Herdwick sheep are widely considered to be the most hardy of all Britain’s breeds of hill sheep. Almost all of Herdwick sheep are kept in flocks in the central and western dales of the Lake District, of which Eskdale forms a key part. The local fells run to over three thousand feet and are exposed to some wild, and frequently wet, weather conditions. It's a tough environment which has been their home for many generations.
Research into the genetics of Herdwicks supports the theory that the breed is descended from an ancient flock from northern europe, most probably arriving with the Vikings. The breed maintains some ancient characterisitcs with resitance to certain diseases being of particular interest. The full text of the research paper published by Diana Bowles, Amanda Carson and Peter Isaac is available to view here . The old Norse word “Herdwyck”, meaning sheep pasture, is recorded in documents going back to the 12th century and is probably the source of the breed's name.
Local farms rely on the common grazings of the high Lake District fells. The lambs graze with their mothers on the “heaf” belonging to that farm instilling a life long knowledge of where on the fell they should be grazing.
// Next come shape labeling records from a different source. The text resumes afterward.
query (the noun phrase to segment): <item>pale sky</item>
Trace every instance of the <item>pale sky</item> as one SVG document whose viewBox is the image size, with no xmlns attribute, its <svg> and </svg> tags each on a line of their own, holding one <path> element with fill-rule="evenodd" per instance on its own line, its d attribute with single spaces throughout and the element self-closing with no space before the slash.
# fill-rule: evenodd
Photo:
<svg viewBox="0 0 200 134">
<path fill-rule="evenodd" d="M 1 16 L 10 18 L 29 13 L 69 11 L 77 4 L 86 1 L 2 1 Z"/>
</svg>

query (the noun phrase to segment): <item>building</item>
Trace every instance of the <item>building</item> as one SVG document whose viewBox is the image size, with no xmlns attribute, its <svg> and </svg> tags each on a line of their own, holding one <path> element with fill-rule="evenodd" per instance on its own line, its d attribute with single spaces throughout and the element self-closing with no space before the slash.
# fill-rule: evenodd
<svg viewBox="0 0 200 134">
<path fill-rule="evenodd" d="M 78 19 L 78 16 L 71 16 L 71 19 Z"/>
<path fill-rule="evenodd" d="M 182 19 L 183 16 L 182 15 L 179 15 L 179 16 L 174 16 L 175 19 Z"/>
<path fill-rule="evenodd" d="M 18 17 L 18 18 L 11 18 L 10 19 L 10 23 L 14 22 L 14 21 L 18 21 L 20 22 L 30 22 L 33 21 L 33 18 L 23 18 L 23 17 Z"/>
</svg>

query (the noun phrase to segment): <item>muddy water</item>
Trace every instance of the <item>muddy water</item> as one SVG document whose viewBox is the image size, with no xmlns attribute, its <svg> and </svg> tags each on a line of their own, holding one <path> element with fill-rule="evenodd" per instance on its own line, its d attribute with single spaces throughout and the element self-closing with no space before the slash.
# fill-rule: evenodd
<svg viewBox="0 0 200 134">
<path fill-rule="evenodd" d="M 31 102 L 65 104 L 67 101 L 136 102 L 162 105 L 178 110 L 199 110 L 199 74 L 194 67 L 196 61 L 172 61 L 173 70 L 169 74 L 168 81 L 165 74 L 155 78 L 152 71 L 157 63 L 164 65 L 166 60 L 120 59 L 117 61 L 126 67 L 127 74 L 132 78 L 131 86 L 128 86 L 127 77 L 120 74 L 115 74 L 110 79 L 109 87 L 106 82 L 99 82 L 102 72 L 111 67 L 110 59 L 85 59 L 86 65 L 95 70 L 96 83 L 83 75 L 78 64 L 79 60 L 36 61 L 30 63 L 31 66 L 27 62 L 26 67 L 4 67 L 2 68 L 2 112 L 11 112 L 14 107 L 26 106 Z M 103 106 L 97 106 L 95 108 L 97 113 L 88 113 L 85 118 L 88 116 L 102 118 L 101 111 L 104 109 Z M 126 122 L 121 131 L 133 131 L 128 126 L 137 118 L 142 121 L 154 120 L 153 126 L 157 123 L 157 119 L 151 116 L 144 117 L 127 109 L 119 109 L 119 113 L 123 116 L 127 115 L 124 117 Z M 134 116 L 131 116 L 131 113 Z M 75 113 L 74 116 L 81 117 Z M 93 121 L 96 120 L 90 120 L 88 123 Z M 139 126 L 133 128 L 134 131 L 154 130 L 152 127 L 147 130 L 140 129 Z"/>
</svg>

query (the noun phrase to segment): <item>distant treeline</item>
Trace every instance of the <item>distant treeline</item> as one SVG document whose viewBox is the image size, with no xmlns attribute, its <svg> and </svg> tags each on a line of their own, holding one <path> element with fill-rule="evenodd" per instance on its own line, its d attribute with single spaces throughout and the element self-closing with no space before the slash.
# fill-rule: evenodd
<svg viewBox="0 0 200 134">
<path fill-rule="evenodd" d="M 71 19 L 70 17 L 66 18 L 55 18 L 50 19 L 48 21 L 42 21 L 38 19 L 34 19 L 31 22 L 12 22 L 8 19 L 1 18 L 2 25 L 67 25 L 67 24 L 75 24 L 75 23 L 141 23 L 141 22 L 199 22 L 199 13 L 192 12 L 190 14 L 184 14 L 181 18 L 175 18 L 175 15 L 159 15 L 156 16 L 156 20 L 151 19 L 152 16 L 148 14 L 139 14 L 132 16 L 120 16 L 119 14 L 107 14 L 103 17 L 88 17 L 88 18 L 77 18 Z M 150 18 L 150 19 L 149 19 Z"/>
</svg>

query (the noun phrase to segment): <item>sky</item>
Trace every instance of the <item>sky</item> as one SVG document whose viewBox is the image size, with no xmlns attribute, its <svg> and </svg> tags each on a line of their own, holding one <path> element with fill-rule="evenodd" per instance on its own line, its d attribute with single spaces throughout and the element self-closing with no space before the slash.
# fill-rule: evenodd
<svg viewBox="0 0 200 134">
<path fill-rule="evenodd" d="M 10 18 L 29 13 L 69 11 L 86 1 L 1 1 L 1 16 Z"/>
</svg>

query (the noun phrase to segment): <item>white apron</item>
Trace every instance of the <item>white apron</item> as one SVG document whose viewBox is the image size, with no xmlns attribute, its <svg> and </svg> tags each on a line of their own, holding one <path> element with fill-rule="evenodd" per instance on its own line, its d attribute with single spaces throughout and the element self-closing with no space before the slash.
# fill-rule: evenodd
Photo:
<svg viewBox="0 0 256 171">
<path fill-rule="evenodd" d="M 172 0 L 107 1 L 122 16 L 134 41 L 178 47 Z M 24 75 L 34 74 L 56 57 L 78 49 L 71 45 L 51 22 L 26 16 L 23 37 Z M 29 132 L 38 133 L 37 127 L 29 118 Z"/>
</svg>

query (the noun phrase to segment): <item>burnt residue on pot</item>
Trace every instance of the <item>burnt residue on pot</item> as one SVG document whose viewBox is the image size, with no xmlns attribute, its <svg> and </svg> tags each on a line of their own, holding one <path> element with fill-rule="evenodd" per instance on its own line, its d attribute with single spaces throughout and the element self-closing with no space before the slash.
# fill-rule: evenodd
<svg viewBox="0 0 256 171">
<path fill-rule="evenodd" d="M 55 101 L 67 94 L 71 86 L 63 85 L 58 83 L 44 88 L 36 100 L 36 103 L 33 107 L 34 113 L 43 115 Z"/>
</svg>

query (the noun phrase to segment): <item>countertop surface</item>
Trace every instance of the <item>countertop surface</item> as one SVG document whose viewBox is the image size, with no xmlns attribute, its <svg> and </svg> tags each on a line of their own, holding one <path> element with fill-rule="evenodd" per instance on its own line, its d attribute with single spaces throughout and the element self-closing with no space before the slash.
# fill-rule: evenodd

This is crucial as the central Lake District fells are inaccessible and a sheep which strays from Eskdale to Borrowdale will involve a 100 mile round trip by road for the farmer to collect it.
The breed has a well-justified reputation for foraging ability even in the most difficult terrain - many of them living their lives without receiving any supplementary food. Whilst the sheep are slower growing than other breeds, their diet and lifestyle seems to benefit the quality of the meat they produce. It really is worth waiting for.
Breeders have concentrated on retaining the Herdwick as an active and strong boned sheep of good conformation. Some breed for a tight and short fleece, whilst others still prefer a longer and lighter coloured wool. Herdwicks do dry out quicker than white woolled breeds after it's been raining.
When juding the sheep at a show such as Eskdale, the judges will use a breed standard to asses the sheep against.